QUANDO MTV ERA MTV
A volte ci si chiede come una cosa, col passare del tempo, possa aver subito un cambiamento così radicale. Probabilmente una delle risposte più ovvie è che più passano gli anni, più le tendenze appaiono e scompaiono. Giorni fa mi sono imbattuto in una immagine che mi ha fatto riflettere, era una foto che mostrava i vari programmi che venivano regolarmente trasmessi su Mtv a cavallo tra gli anni '90 e i primi 2000: inutile dire che sono stato invaso dai ricordi.
Erano tutti programmi volgari, sconci, idioti, ma ci divertivano un sacco. Ma ve lo ricordate? Vi ricordate di South Park? Di Beavis and Butthead? Degli idioti ma fenomenali Jackass? Mi viene da piangere a pensarci.
Il fatto è che qui siamo a metà del danno, perchè Mtv nasce come una radio essenzialmente rock, a ribadirlo anche lo slogan "Ladies and gentleman, rock and roll", con lo sfondo di Neil Armstrong che piazza una bandiera di Mtv sulla luna, cosa c'era di più figo?
Giorno dopo giorno venivano trasmessi gruppi come Def Leppard, Motley Crue, Van Halen, concerti dal vivo di Slipknot, Sepultura, AC/DC e tutti gli altri grandi della musica che ti farebbero gasare mettendo giù anche un solo accordo.
Oggi cosa ci tocca? Justin Bieber, Rihanna, Justin Timberlake. E' impressionante vedere come questo canale sia stato corroso dal tempo. Se prima potevamo goderci le avventure di quel fattone di Ozzy Osbourne e della sua famiglia di teppisti, ora la nostra eredità si divide in Jersey Shore e Teen Mom.
Da quanto si può evincere, Mtv era una emittente selvaggia, non si faceva scrupoli a pubblicare roba volgare o esplicita.
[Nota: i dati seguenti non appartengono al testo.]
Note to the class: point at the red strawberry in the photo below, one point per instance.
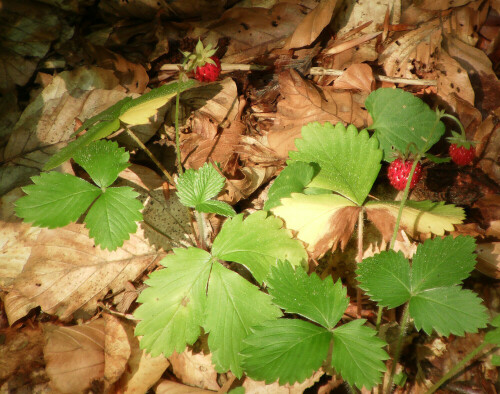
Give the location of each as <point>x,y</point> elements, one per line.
<point>399,171</point>
<point>208,72</point>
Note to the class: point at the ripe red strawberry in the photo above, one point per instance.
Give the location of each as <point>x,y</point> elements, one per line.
<point>208,72</point>
<point>399,171</point>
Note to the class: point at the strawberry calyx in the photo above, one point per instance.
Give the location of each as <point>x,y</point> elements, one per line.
<point>201,56</point>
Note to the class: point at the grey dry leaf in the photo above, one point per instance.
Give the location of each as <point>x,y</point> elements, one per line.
<point>66,272</point>
<point>74,356</point>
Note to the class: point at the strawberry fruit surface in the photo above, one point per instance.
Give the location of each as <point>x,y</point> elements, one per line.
<point>399,171</point>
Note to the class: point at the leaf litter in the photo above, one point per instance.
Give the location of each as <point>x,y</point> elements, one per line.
<point>55,284</point>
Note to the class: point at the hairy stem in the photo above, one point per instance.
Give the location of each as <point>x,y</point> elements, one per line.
<point>151,156</point>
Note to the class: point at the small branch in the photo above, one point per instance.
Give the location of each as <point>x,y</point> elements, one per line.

Probabilmente parte del suo declino è dovuto al fatto che ha nel tempo ricevuto diverse minacce di chiusura dai superiori per svariati motivi, come riferimenti satanici o a droga, sesso e armi nei videoclip musicali, costringendo l'emittente a censurare gran parte del materiale rilasciato.
Una grande protesta fu fatta (sempre dai superiori) anche sulla questione razziale, incolpando Mtv di non trasmettere artisti di colore e accusandola naturalmente di razzismo. In seguito questa barriera venne abbattuta con l'inserimento di Michael Jackson ed altri artisti nella playlist del canale. Mtv sulla questione si è sempre difesa, sottolineando che è nato come canale rock, e quindi all'epoca non giravano molti artisti di colore che suonassero il genere.
Con la diffusione del Rap e di conseguenza altri generi più moderni, oggi Music Television è quello che è.
Che dire, Mtv rimarrà comunque nei cuori dei più nostalgici, quelli che passavano le giornate sintonizzati su uno dei migliori canali di intrattenimento a sfondo musicale, e sicuramente lo ricorderemo come tale. Qui è tutto. Un abbraccio.